Sichere eMail - Seite 2

Öffentliche Schlüssel

So funktioniert Public Key Verschlüsselung
Bekannte Verschlüsselungsverfahren verwenden ein geheimes Schlüsselwort um einen Text unlesbar zu machen und den selben Schlüssel um den Quelltext wieder herzustellen. Derartige Verfahren werden 'symetrisch' genannt. Es entstehen die aus jedem Agentenfilm bekannten Probleme: Jeder, der den geheimen Schlüssel kennt, kann eine Nachricht entschlüsseln. Es ist also von grosser Bedeutung, die Schlüsselübergabe abzusichern. Für einen Geheimdienst mit einer ausgefeilten Logistik von Spionen und Boten mag dies praktikabel sein - Für normalsterbliche Emailbenutzer mit einer Vielzahl von Kommunikationspartnern ist es das nicht.

Die Lösung des Problems besteht in sogenannten 'asymetrischen' Verschlüsselungsverfahren. Hierbei werden für die Ver- und Entschlüsselung unterschiedliche Schlüssel verwendet. Es existiert ein öffentlicher ('public') und ein geheimer ('private') Schlüssel. Eine Nachricht, die mit dem einen Schlüssel verschlüsselt wurde, läßt sich ausschließlich mit dem anderen wieder entschlüsseln.

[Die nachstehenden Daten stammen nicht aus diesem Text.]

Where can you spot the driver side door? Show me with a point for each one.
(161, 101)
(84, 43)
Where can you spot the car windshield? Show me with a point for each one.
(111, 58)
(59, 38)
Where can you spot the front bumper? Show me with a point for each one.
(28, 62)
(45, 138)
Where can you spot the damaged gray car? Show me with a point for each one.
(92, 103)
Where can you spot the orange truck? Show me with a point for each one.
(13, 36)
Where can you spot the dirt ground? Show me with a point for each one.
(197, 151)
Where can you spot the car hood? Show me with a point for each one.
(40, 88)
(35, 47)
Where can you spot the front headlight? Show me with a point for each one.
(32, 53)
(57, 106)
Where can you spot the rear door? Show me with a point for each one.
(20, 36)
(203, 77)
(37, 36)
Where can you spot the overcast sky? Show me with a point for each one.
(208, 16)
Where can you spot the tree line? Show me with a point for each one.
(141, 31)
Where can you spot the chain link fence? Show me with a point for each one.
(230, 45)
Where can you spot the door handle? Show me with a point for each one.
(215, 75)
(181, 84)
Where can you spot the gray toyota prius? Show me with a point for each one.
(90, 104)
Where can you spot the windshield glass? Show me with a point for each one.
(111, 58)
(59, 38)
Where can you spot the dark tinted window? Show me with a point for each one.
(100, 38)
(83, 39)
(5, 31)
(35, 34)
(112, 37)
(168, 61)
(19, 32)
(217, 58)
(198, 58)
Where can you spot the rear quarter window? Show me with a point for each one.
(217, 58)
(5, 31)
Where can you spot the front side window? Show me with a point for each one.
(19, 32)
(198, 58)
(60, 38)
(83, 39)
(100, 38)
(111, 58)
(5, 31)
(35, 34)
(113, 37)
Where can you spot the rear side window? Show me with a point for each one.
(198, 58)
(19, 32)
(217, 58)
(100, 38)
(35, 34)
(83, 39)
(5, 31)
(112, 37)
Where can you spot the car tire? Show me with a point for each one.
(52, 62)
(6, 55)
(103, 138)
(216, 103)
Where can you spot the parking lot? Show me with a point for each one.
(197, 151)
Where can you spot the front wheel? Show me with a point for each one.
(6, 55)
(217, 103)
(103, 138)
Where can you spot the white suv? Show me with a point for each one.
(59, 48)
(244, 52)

Was ist dadurch gewonnen? Hier ein Beispiel: 'A' möchte 'B' einen geheimen Brief schicken. Beide können sich aber nur Postkarten zusenden. Andere Kommunikationskanäle (Telefon/Fax/Treffen in Cafés) sind nicht verfügbar. 'A' erzeugt sich nun ein Paar aus Schlüsseln. Einer davon wird gemerkt, der andere wird per Postkarte an 'B' geschickt. 'B'macht das gleiche. (Natürlich mit einem anderen Schlüsselpaar). 'A' besitzt nun den öffentlichen Schlüssel von 'B' und verwendet diesen um die geheime Nachricht zu verschlüsseln. Nachdem der Schlüssel die Nachricht nur ver- aber nicht entschlüsseln kann, kann nun niemand außer 'B' den Brief entschlüsseln - denn der private Schlüssel hat 'B' ja nie verlassen.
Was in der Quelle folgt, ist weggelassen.